What Is the Mean and Standard Deviation of the Above Sample?

What Is the Mean and Standard Deviation of the Above Sample?

Scores from Exam 1:

41 59 10 71 0 45 57 49 78 64 62 12 89 71 52 68 84 65 90 69 31 55 63 20 64 52 80 51 45 95 32 97 76 54 41 82 60

What is the mean and standard deviation of the above sample?

If we assume performance is a bell-shape curve:

If A’s should have a z-score of at least 1.25 (top 10%), what score would be the cut-off for an A?

If B’s should have a z-score of at least .25 (top 30%), what score would be the cut-off for a B?

If C’s should have a z-score of at least -.25 (above bottom 30%), what would be the cut-off?

Location of the k percentile: L = k * n

(where if you’re looking for the top 10%, k = .1)

(note, we use this formula for the first and third quartile with k = .25 and .75)

Class Curve:

Top 10% (90th percentile) of class gets an A, what’s the position in the above the lowest A?

Top 30% (to 10%, the 70th percentile) gets a B, what’s the position in the above of the lowest B?

Middle 40% gets a C (30th percentile to 70th percentile), what’s the position in the above of the lowest C?

Year / Poverty% / Unemp% / Predicted Y () / Residual
1980 / 13 / 7.6
1985 / 14 / 7.4
1990 / 13.5 / 5.2
1992 / 14.8 / 7.8
1995 / 13.8 / 5.6
1998 / 12.7 / 4.5
2000 / 11.3 / 4
2002 / 12.1 / 5.8
2005 / 12.6 / 5
2007 / 12.5 / 4.6
2009 / 14.3 / 9.5

Regress the Poverty Rate (Y) on the Unemployment Rate (X)

For each Unemployment Rate, calculate the predicted Poverty Rate (the 4th column)
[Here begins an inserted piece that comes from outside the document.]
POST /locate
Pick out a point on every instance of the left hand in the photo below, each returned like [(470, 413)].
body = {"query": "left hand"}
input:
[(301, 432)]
Then find the residual (error, 5th column)

What is the r and r2, interpret both of these

Interpret b1

Interpret the Y intercept

Find the X intercept and interpret that

Predictions:

If the unemployment rate was to fall by 3% points, predict what happens to the poverty rate

If the unemployment rate rose to 11%, predict the poverty rate

Control (important assumption):

What the unemployment rate need to be in order to get the poverty rate to 10%?

Car Weight
(pounds) / Mileage
(mpg) / Predicted Y () / Residual
3175 / 27
3450 / 29
3225 / 27
3985 / 24
2440 / 37
2500 / 34
2290 / 37

Regress the Mileage on the Car Weight

Calculate the Predicted Y and the Residual

What is the r and r2, interpret both of these

Interpret b1

Interpret the Y intercept

Find the X intercept and interpret that

Predictions:

If you add 500 pounds to a car, what happens to the mileage?

If a car weighs 2800 pounds, what is the predicted mileage?

Control (important assumption):

How heavy should a car be if you want the mileage to be 50 mpg?